In the past - there have been people online saying they were discontinued, but then they eventually show up again on store shelves. I've seen other people asking the same question (on other forums) that you are asking, over the past few months...


----------



## Higgy Baby (Aug 10, 2021)

I have a 85BB. Paid $350 years ago slightly used. Mine is nickel finish with brown wood grips. I will never let it go.
Never ever an issue. 
There are a few out there for *$$$*


----------



## berettatoter (Sep 1, 2011)

Yup, the Model 85 and Model 84 are totally righteous guns, absolutely perfect in my humble opinion. I could never understand why in the world Beretta does not produce more of them...baffles me.


----------



## Fredward (Dec 10, 2016)

Occasionally surplus companies get access to some. One company in Illinois had 85's 3 years ago and 81's (the 32 ACP) last year. I finally completed my set, the 81, the 84, the 85 and the 87 in 32, 380, 380, and 22 LR. Last up is the rare and expensive Model 86, but I've not found one yet.


----------



## berettatoter (Sep 1, 2011)

Fredward said:


> Occasionally surplus companies get access to some. One company in Illinois had 85's 3 years ago and 81's (the 32 ACP) last year. I finally completed my set, the 81, the 84, the 85 and the 87 in 32, 380, 380, and 22 LR. Last up is the rare and expensive Model 86, but I've not found one yet.

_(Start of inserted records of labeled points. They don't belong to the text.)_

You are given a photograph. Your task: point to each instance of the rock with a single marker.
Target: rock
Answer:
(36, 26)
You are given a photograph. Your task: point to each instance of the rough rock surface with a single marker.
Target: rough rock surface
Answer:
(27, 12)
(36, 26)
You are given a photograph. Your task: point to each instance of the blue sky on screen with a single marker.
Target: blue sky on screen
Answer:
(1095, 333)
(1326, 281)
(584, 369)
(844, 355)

You sir, are a steely-eyed missile man!


----------



## italianguns01 (3 mo ago)

Shipwreck said:


> This gets talked about a lot at another forum. Beretta tends to make guns in batches. And, sometimes you wait years before they get around to making and importing the a specific model (here into the USA).
> 
> A couple years back, people waited almost 2 years for the CX4 to be sold here in the states again. When I bought one in 2020, they just started to trickle back in. I looked for a long, long time before I could get one.
> 
> ...


----------



## Fredward (Dec 10, 2016)

berettatoter said:


> Yup, the Model 85 and Model 84 are totally righteous guns, absolutely perfect in my humble opinion. I could never understand why in the world Beretta does not produce more of them...baffles me.

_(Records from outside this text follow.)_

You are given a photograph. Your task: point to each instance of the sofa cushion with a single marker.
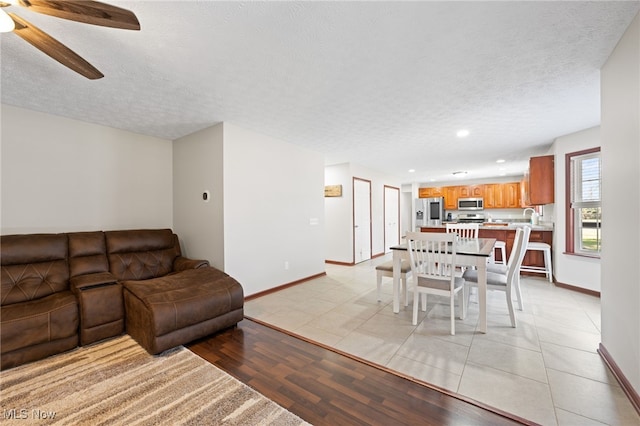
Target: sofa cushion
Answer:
(33, 266)
(87, 253)
(141, 254)
(39, 321)
(179, 300)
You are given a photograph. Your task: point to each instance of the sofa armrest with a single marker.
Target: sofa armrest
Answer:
(89, 281)
(182, 264)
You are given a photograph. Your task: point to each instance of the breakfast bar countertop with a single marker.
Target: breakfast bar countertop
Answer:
(503, 225)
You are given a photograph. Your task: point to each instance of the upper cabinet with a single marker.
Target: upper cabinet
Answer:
(430, 192)
(541, 180)
(496, 195)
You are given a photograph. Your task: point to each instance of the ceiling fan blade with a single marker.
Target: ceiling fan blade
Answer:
(54, 48)
(87, 11)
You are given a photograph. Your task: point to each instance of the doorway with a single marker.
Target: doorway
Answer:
(361, 220)
(391, 217)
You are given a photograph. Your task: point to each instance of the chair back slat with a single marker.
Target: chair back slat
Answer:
(464, 230)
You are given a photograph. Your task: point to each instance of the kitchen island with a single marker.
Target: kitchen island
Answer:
(506, 231)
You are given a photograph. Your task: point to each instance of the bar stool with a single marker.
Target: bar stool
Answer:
(546, 269)
(386, 270)
(502, 246)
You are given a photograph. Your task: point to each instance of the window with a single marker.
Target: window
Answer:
(584, 214)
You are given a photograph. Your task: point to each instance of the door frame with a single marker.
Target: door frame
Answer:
(384, 214)
(353, 213)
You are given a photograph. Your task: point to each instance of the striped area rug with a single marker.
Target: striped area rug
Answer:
(117, 382)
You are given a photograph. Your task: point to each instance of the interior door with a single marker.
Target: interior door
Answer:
(391, 217)
(361, 220)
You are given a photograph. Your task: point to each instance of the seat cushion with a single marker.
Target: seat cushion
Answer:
(440, 284)
(471, 275)
(405, 266)
(39, 321)
(497, 268)
(189, 297)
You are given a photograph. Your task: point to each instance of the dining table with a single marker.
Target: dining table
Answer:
(470, 252)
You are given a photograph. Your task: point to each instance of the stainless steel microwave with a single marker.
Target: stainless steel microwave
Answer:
(470, 204)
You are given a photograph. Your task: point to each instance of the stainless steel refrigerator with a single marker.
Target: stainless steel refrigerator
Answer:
(429, 211)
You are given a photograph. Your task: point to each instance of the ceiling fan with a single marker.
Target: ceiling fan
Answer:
(86, 11)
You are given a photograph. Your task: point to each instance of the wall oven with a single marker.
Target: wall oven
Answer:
(470, 204)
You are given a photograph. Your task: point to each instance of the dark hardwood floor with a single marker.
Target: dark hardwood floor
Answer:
(327, 388)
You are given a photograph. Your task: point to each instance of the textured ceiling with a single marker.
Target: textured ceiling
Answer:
(382, 84)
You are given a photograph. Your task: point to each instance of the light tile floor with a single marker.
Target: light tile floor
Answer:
(546, 370)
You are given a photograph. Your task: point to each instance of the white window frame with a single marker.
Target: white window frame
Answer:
(584, 195)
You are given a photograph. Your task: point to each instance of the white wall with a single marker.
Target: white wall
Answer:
(273, 193)
(198, 167)
(570, 269)
(61, 175)
(378, 181)
(339, 210)
(620, 131)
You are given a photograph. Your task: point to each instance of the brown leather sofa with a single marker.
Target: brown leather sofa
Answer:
(64, 290)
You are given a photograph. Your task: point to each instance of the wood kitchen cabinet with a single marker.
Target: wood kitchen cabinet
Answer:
(430, 192)
(493, 196)
(511, 195)
(451, 197)
(471, 191)
(541, 180)
(496, 195)
(502, 195)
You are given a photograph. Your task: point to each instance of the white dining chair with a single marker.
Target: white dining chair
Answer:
(463, 230)
(432, 257)
(507, 278)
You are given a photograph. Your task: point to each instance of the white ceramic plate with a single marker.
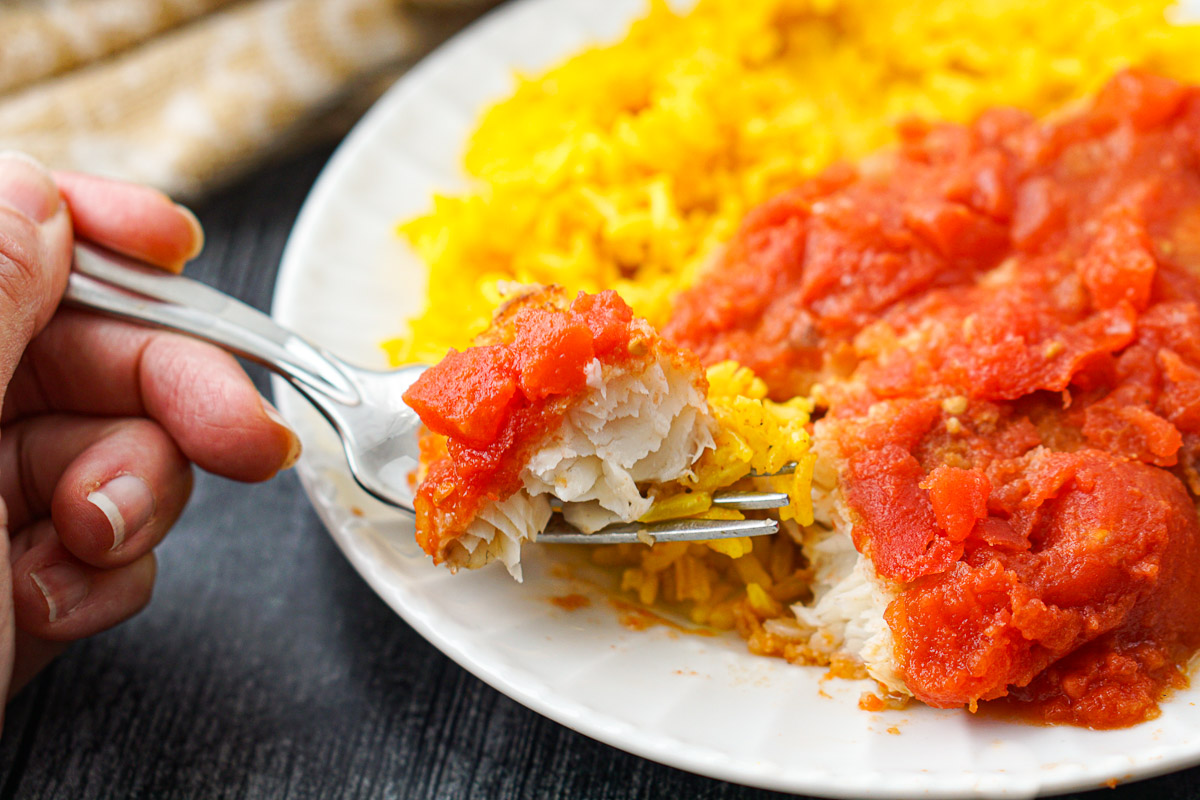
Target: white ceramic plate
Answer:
(701, 704)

They've produced quite a few for military and law enforcement. I believe one of my 81's was marked for the Italian Prison Service.


----------



## berettatoter (Sep 1, 2011)

Fredward said:


> They've produced quite a few for military and law enforcement. I believe one of my 81's was marked for the Italian Prison Service.


Also, if they can produce the standard 92's for the low 600 dollar range, in the numbers they produce them, then why can't they do this with the 85 and 84 models? You can't even touch a NIB of either of those for less than 700 bucks...IF you can find one. It must be the caliber.


----------



## Fredward (Dec 10, 2016)

Hmmm....produce more and drop the price. No, I think 
I'll produce fewer, sustain the demand, and keep the price up.


----------



## bear1998 (Apr 15, 2021)

berettatoter said:


> Yup, the Model 85 and Model 84 are totally righteous guns, absolutely perfect in my humble opinion. I could never understand why in the world Beretta does not produce more of them...baffles me.


I definetly agree!


----------